Wali nikah adalah orang yang berhak menikahkan anak perempuan dengan seorang laki-laki yang menjadi pilihannya. Wali nikah ini dibagi menjadi dua, yaitu wali nasab dan wali hakim. Kamu tentu perlu mengenali perbedaan antara kedua wali nikah tersebut.

Wali hakim pada pernikahan memiliki hak dan kewenangan untuk bertindak sebagai wali nikah. Namun, harus ada beberapa ketentuan yang terpenuhi terlebih dahulu agar wali hakim ini dapat bertindak sebagai wali nikah.  

Berikut Liputan6.com rangkum dari berbagai sumber, Senin (27/11/2023) tentang wali hakim nikah.

2 dari 4 halaman

Mengenal Wali Nikah

Wali hakim nikah adalah salah satu pembagian dari wali nikah, yang merupakan salah satu rukun dalam pernikahan. Menurut bahasa Kompilasi Hukum Islam (KHI), pernikahan atau perkawinan adalah rangkaian ijab yang diucapkan oleh wali dan kabul yang diucapkan oleh mempelai pria atau wakilnya disaksikan oleh dua orang saksi.

Wali nikah merupakan orang yang berhak menikahkan anak perempuan dengan seorang laki-laki yang menjadi pilihannya. Wali nikah merupakan salah satu rukun pernikahan yang tidak boleh dilewatkan.  Seperti yang diketahui, pernikahan harus dilaksanakan berdasarkan rukun dan syarat yang diatur dalam fikih munakahat. Rukun dalam akad pernikahan ada 5, yaitu Calon Suami, Calon Isteri, Wali nikah, Dua orang saksi, dan Akad (Ijab dan Kabul).

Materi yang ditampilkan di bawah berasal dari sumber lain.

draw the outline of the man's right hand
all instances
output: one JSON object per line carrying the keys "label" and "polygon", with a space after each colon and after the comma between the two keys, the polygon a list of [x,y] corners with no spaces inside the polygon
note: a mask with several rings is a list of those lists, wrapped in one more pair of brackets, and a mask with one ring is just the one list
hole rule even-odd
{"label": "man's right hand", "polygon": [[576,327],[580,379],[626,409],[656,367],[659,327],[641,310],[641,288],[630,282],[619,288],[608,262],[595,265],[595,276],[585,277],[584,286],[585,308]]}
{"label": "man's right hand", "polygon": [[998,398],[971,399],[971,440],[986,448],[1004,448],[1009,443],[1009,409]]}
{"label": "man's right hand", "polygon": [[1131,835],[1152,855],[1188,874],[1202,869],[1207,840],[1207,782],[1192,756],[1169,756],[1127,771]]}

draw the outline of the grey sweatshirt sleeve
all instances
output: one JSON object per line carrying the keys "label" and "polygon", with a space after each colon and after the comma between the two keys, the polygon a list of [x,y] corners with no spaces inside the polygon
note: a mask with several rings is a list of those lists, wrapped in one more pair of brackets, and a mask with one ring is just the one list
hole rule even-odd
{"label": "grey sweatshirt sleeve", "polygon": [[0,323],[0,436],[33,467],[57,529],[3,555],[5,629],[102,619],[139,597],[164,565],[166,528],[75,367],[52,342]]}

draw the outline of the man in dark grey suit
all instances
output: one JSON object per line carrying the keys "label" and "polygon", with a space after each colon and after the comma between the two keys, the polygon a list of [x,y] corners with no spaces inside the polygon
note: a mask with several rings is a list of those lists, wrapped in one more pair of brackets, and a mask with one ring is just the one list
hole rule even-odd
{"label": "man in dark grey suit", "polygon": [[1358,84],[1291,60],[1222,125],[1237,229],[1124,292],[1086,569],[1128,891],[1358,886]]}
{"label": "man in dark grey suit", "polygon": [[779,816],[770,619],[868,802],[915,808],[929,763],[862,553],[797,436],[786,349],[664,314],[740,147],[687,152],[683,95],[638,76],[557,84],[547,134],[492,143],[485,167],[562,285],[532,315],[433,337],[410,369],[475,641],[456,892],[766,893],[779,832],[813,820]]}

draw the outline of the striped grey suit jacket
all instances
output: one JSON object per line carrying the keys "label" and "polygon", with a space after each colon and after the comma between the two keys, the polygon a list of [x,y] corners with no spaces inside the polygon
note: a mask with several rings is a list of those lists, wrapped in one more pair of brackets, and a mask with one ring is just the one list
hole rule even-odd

Hadis nabi tentang sahnya pernikahan menyebutkan bahwa: “La nikaaha illa biwaliyyin wa syahidaini adlin, yang artinya tidak sah suatu pernikahan kecuali akad nikah itu dilakukan oleh walinya dan disaksikan oleh 2 orang saksi yang adil” (HR. Thabrani. Hadits ini juga terdapat dalam kitab Shahih Al Jami’, no. 7558).

Wali nikah dibagi menjadi dua macam, aitu Wali Nasab dan Wali Hakim. Kamu tentunya perlu memahami perbedaan kedua jenis wali nikah ini. Begitu pentingnya wali nikah ini juga terdapat dalam sebuah hadis nabi yang berbunyi:

”Ayyuma imroatin nakahat bi ghoiri idzni waliyyiha fanikahuha baathil, fanikahuha baathil, fanikahuha baathil, yang artinya wanita mana saja yang menikah tanpa izin dari walinya, maka nikahnya batal, maka nikahnya batal, maka nikahnya batal." (HR. Tirmidzi, no. 1021).

3 dari 4 halaman

Perbedaan Wali Hakim dan Wali Nasab pada Pernikahan

Seperti yang disebutkan sebelumnya, wali nikah dibagi menjadi dua macam, yaitu wali nasab dan wali hakim. Pertama-tama, kamu tentu perlu mengenali wali nasab terlebih dahulu sebelum memahami wali hakim nikah.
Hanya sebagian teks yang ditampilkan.